そして今年25年8月5日には解散総会を開いたことになったとして、先日25年9月6日にはつくばの法務局に解散登記が出されている。これで虚偽記載、インチキ登記の全軌跡が遡及不可能の闇に葬られ閉ざされようとしていることになる。
土地使用を許した市民であるNやダチョウ牧場に理事として名を連ねた市民IやNの子息、地権者として判を押したKなどの責任は問われることもなく、市当局は、調査中、捜査中などと言い逃れるばかりだ。

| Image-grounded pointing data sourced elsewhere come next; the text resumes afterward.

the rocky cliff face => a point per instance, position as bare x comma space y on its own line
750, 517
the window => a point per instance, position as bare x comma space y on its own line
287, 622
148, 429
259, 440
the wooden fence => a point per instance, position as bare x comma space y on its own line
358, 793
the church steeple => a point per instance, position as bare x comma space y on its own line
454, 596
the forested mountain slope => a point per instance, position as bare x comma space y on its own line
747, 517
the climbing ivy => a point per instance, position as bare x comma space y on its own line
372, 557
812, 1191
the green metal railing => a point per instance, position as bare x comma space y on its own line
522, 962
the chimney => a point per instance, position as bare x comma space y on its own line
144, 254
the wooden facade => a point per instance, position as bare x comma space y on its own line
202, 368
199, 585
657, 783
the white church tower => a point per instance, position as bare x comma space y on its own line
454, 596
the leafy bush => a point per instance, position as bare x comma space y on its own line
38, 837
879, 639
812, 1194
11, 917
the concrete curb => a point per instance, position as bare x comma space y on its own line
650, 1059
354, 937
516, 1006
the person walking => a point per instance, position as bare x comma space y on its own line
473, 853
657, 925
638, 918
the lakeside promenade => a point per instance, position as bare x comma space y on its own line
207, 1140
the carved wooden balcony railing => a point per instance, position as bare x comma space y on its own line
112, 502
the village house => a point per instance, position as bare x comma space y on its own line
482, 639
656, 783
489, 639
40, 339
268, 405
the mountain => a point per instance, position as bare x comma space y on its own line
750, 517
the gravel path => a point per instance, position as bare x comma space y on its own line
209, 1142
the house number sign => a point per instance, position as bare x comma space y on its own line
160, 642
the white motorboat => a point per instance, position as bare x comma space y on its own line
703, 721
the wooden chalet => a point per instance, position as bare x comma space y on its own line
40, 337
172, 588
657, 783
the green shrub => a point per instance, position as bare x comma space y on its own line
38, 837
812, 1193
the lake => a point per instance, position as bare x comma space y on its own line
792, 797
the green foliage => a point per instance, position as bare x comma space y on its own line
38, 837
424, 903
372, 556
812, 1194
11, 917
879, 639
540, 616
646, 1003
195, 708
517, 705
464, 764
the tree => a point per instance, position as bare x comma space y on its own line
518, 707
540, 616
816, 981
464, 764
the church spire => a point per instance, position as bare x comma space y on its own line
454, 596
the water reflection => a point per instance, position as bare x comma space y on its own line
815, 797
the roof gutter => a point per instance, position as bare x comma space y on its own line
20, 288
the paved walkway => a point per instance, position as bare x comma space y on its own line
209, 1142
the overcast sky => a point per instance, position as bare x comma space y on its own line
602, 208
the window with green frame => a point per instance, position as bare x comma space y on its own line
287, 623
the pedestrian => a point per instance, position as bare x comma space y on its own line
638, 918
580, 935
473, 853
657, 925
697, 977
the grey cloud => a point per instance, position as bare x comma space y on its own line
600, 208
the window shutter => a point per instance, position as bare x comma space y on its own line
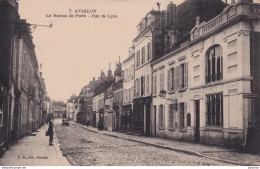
160, 116
163, 113
186, 75
144, 54
144, 85
184, 114
177, 76
148, 85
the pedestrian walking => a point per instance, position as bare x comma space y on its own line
50, 132
250, 138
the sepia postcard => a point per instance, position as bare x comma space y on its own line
129, 83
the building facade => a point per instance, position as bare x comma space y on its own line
206, 90
128, 87
22, 88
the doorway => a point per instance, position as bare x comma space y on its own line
197, 121
154, 120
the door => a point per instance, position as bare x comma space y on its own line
197, 122
148, 119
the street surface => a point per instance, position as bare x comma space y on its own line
85, 148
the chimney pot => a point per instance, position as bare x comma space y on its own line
197, 21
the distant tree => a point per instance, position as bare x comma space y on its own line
59, 103
73, 98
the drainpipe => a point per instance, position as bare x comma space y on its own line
252, 74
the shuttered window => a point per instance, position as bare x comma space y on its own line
161, 117
182, 113
214, 110
147, 85
182, 76
161, 79
149, 51
171, 116
154, 83
214, 64
138, 58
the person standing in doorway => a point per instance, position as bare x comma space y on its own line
50, 132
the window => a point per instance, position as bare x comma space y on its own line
171, 117
171, 79
161, 117
214, 110
183, 109
142, 85
188, 119
214, 64
183, 80
138, 58
143, 55
137, 87
154, 83
149, 51
1, 114
147, 85
162, 80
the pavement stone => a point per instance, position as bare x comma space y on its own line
231, 156
34, 150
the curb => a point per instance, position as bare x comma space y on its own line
177, 150
63, 159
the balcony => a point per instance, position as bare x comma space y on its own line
229, 13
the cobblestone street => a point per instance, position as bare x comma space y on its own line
83, 147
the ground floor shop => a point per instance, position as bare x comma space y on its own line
127, 118
141, 115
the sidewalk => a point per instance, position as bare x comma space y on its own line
33, 150
217, 153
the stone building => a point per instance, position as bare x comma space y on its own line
117, 88
205, 90
22, 88
128, 95
144, 44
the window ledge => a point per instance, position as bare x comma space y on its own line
182, 129
213, 129
171, 92
161, 128
171, 129
182, 89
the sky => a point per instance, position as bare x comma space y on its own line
75, 50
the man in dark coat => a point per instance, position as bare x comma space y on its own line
50, 132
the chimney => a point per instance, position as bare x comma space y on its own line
158, 4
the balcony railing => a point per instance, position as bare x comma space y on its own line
233, 10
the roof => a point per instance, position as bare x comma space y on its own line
205, 9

市の24年6月議会・経済常任委員会の議事録をみると、地元住民からの請願が紹介され、その中で、(この残土問題を巡っての軋轢と心労から)→永年研鑽を積んできた優秀な職員が定年を待たずに退職したり、中堅職員が病気になったりという事実があ→ったことが陳述されている。(19ページ)
又、市当局はじめ県関係機関への住民の不信感は募るばかりで(中略)辺りを睥睨している盛土の山は、市当局そのほか、関係機関の無為無策の象徴にさえなって……いると訴えている。(18ページ)又、『ほかの業者の問題も起こってい』る上に『条例ができたとしても、さかのぼっては対象にならないということがある』とも川上議員から指摘されている。(21ページ)


新残土条例に付随して市幹部全員の参加する「審査会設置要綱」も「対策会議設置要綱」も同時に可決制定されたようだ。しかし幾ら組織、機構を新設しても、暴力団に脅迫されて怯むような首長をトップにしているようでは今後も無法な事業を防ぐことはできまい。